La revue tatou en préambule lance un nouvel appel à textes pour son numéro 01.

Après un premier appel sans directives pour le numéro 00, nous choisissons de proposer une base de travail : un extrait de A.F.O.N.S d’Anne Parian et de Conjectures sur Jakob d’Uwe Johnson.

Ces deux textes ne représentent pas des sujets ou des thèmes, nous les pensons comme des trajectoires données afin d’aiguiller vers les formes de textes que nous encourageons.
Nous portons un regard particulier aux formes textuelles hybrides, à la fabrication, au détournement, au décloisonnement des formes littéraires en vue de repenser ce qui fait poésie.

1.

A.F.O.N.S, Anne Parian, aux éditions du Théâtre Typographique, 2001

Ils se sont levés puis se sont rassis, ils ont sauté tous ensemble.
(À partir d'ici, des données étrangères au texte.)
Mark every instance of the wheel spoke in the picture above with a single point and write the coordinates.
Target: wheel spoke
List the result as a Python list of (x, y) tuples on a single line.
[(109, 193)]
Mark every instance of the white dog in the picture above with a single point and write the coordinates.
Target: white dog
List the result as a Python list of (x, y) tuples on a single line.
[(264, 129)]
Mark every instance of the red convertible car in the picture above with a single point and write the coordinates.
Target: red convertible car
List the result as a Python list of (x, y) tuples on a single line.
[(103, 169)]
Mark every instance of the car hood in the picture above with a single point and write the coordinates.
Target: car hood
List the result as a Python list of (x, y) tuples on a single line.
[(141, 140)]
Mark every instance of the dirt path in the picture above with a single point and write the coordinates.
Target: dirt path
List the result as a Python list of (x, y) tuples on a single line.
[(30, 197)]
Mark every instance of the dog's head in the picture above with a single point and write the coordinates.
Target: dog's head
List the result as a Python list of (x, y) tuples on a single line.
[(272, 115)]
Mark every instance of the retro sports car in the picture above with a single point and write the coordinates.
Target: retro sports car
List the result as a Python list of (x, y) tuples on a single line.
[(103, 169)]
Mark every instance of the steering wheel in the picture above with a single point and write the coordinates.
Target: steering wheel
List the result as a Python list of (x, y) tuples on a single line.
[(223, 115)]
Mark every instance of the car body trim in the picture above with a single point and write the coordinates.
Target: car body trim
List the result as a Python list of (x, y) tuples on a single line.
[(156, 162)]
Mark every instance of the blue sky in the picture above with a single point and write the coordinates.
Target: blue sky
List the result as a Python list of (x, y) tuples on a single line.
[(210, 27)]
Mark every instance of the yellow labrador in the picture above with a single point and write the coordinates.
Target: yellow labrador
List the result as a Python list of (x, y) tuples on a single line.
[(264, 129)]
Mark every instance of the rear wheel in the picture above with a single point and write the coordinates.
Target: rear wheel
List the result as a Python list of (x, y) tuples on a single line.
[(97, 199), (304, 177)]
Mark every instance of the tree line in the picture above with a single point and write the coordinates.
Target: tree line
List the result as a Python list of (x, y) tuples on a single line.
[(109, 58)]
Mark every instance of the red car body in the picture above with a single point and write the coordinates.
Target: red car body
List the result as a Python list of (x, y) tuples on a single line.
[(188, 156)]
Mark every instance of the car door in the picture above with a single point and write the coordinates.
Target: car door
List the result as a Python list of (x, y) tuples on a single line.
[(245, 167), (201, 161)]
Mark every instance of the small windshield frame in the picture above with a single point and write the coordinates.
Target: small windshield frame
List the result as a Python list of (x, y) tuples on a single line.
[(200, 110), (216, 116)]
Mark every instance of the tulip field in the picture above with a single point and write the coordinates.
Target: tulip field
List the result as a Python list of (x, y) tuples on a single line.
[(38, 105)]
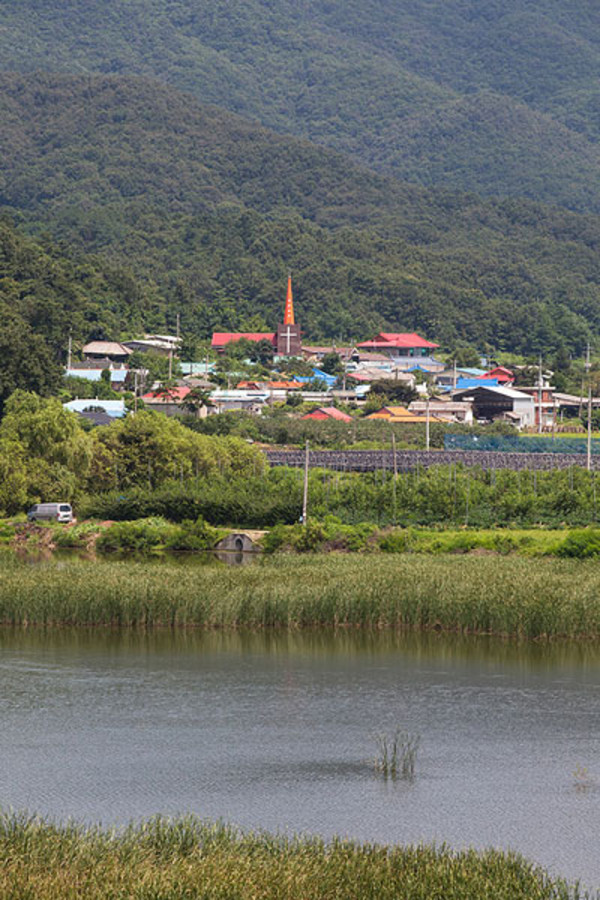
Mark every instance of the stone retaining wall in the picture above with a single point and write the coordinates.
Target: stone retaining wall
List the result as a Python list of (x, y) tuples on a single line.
[(407, 460)]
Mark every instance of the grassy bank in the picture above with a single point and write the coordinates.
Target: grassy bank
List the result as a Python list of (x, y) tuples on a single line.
[(155, 536), (500, 595), (186, 858)]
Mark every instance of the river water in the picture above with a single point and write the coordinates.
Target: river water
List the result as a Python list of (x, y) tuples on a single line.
[(276, 732)]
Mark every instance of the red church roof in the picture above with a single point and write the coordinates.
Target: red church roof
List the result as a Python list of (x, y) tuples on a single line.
[(398, 339), (222, 338)]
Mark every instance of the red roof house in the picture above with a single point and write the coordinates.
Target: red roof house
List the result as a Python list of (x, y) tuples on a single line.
[(328, 412), (501, 374), (220, 339), (399, 344), (169, 395)]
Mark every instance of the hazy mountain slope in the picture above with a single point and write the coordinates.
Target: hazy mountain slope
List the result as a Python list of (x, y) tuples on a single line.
[(214, 211), (368, 77)]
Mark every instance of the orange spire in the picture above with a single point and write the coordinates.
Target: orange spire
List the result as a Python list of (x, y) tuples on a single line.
[(288, 318)]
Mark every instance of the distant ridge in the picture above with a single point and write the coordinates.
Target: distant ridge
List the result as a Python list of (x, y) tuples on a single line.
[(494, 97), (209, 212)]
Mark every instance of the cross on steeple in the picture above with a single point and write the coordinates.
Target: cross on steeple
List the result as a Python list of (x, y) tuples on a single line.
[(288, 335)]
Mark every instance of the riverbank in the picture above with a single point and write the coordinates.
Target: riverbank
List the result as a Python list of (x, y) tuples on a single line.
[(466, 594), (173, 859), (156, 535)]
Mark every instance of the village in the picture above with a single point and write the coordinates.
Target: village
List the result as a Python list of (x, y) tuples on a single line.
[(391, 377)]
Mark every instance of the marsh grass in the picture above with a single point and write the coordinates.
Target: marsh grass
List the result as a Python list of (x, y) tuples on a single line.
[(164, 859), (397, 754), (465, 594)]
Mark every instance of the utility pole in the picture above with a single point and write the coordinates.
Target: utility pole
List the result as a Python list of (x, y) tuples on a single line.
[(589, 435), (305, 493), (540, 395), (395, 474)]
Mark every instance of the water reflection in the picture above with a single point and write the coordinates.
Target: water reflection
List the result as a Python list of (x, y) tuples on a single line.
[(276, 730)]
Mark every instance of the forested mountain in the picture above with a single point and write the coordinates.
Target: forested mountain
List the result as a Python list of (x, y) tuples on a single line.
[(494, 96), (210, 211)]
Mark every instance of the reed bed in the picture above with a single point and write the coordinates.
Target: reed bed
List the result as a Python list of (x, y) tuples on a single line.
[(188, 858), (486, 595)]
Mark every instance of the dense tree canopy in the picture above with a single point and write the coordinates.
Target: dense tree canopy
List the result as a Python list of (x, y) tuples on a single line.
[(496, 97)]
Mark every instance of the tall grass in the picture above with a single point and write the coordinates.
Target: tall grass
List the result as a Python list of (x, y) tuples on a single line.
[(397, 754), (495, 595), (170, 860)]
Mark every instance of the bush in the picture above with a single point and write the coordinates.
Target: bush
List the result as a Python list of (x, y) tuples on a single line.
[(198, 535), (143, 534), (581, 544)]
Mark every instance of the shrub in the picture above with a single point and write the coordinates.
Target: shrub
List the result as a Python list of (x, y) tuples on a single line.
[(581, 544), (143, 534)]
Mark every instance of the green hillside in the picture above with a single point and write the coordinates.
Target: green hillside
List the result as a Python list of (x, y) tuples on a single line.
[(209, 212), (483, 95)]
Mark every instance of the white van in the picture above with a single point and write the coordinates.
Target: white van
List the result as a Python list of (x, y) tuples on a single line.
[(44, 512)]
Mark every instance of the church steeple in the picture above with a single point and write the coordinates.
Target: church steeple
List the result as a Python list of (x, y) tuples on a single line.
[(288, 340), (288, 318)]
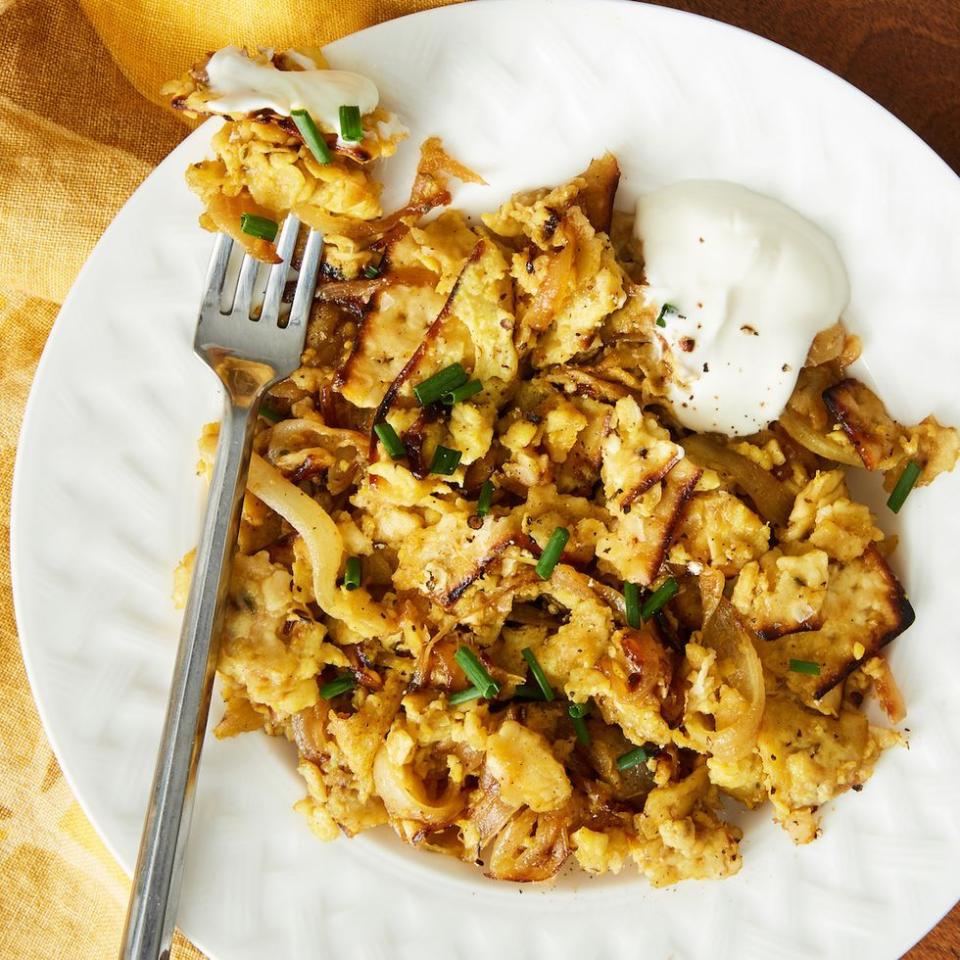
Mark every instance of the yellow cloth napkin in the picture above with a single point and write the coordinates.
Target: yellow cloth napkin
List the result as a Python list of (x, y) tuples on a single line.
[(81, 125)]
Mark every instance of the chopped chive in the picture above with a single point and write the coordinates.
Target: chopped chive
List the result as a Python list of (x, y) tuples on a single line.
[(433, 388), (542, 682), (445, 460), (391, 442), (659, 598), (580, 729), (352, 573), (335, 687), (350, 126), (462, 393), (632, 758), (261, 227), (911, 473), (463, 696), (476, 672), (662, 315), (485, 499), (552, 552), (631, 600), (312, 137)]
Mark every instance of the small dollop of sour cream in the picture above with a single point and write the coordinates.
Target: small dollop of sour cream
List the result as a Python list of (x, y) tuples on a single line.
[(748, 282), (243, 85)]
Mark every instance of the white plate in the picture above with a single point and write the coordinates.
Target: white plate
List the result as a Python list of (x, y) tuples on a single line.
[(105, 501)]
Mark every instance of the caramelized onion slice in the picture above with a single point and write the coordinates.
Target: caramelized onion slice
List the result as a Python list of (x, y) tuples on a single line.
[(532, 846), (734, 732), (407, 797), (819, 443), (771, 498)]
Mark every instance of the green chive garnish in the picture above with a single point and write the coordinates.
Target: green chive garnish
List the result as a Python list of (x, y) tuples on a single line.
[(476, 672), (910, 475), (312, 137), (662, 315), (260, 227), (552, 552), (445, 460), (462, 393), (350, 126), (631, 599), (335, 687), (433, 388), (352, 573), (542, 682), (391, 442), (632, 759), (662, 595), (576, 712), (463, 696), (485, 499)]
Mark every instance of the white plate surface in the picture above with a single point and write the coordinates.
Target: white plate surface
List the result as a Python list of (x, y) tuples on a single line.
[(106, 502)]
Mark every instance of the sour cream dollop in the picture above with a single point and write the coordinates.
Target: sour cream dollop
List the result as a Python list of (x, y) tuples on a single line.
[(749, 283), (244, 86)]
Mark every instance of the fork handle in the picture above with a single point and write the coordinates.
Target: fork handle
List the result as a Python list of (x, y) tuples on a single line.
[(156, 880)]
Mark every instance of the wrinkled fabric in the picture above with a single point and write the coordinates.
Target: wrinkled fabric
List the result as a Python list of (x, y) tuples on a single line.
[(81, 126)]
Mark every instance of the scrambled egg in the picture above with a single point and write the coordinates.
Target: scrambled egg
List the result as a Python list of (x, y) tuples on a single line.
[(488, 696)]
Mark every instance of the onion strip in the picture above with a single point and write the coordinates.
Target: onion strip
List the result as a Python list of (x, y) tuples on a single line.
[(324, 546)]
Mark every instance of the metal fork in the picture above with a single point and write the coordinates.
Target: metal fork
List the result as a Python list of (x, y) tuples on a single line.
[(249, 354)]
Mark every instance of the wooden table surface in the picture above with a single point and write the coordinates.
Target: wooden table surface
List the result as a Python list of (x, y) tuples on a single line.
[(906, 55)]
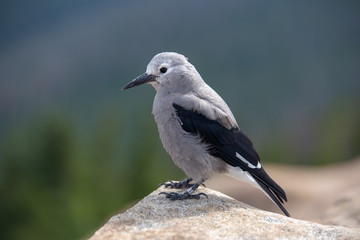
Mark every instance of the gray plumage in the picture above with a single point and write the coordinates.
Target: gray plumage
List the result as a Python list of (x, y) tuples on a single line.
[(198, 129)]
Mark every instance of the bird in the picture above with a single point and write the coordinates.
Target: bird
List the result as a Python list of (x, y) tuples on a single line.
[(199, 131)]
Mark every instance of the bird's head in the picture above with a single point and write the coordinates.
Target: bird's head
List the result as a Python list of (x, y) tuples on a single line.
[(167, 70)]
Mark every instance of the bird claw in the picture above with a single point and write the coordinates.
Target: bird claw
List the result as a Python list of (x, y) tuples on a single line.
[(181, 196), (177, 185)]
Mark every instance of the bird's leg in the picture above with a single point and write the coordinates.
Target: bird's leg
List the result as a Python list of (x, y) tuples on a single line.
[(183, 184), (185, 195)]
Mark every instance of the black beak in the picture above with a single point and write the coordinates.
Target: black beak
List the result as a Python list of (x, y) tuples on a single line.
[(144, 78)]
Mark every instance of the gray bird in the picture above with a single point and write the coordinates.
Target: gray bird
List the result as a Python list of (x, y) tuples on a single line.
[(199, 131)]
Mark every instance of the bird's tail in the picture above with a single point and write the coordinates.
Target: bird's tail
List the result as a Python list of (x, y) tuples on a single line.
[(272, 190)]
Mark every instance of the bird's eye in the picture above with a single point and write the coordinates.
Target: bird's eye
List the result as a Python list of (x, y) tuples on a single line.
[(163, 70)]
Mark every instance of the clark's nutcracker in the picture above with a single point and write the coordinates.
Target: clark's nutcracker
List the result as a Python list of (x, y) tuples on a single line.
[(199, 131)]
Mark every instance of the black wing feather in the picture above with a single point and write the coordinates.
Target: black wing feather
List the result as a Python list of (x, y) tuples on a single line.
[(224, 143)]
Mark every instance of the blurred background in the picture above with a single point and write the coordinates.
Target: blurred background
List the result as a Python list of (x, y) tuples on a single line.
[(75, 150)]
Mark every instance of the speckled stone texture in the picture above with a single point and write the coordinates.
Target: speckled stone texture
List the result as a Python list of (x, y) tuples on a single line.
[(218, 217)]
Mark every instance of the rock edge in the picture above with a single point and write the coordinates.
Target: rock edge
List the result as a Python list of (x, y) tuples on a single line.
[(218, 217)]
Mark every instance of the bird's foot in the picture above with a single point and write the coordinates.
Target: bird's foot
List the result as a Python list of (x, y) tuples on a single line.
[(178, 185), (181, 196)]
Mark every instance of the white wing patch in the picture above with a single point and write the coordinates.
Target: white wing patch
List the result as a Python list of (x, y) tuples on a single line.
[(247, 162)]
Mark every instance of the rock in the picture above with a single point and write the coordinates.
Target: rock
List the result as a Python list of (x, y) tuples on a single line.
[(345, 210), (313, 192), (218, 217)]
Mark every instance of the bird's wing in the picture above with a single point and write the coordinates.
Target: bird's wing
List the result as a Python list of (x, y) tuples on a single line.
[(208, 103), (232, 146)]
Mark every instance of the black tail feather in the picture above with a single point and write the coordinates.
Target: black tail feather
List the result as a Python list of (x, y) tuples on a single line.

Ils ont levé la tête. Ils ont plongé plus loin. Ils ont nagé plus loin. Ils sont sortis mouillés et donc voici l’hiver venu l’hiver de notre déplaisir.
– Nous allons venir nombreux pour cette ronde-là, ont-ils dit.
Je n’ai pas compris ce corps, disaient-ils, était celui d’une bête ou bien cette forme qu’était-elle cette forme-là ?
Je ne supportais plus les mouvements de leurs regards trop mobiles, « mugissante », avait-il dit, l’histoire d’une forme.

2.

Conjectures sur Jakob, Uwe Johnson, traduction de Marie-Louise Ponty, aux éditions Gallimard, 1994

– Une heure plus tôt, ils avaient écrasé un homme d’équipe sur la butte de lancement, lui aussi devait avoir l’oreille.
– Mais c’est justement pour ça qu’ils étaient si agités. Oh, bien sûr, ils ont tout de suite trouvé les mots qu’il fallait, accident tragique, services rendus à l’édification du socialisme, souvenir reconnaissant : celui qui a trouvé tout cela doit en savoir plus long que personne. Demande donc dans toute cette fichue gare s’il y en a un seul qui a encore obtenu en plein mois de novembre son laissez-passer pour l’Allemagne de l’Ouest ; Jakob, lui, était rentré le matin même par un train interzones.
– Cresspahl, tu le connais peut-être. Il a une fille.

Mon père cet automne-là avait soixante-huit ans, il vivait seul dans le vent âpre et gris qui, de la mer, déferlait sur lui et sur sa maison avant de monter à l’assaut des terres

Quelques informations pratiques :

La date limite de l’appel à textes est fixée au 15 janvier 2026.
Nous n’imposons aucune limite de caractères aux propositions textuelles.
Celles-ci sont à envoyer en format pdf à l’adresse suivante : tatourevue@gmail.com
Nous ne sommes malheureusement pas en mesure de rémunérer les auteurs, ainsi un exemplaire de la revue sera offert à chaque auteur retenu.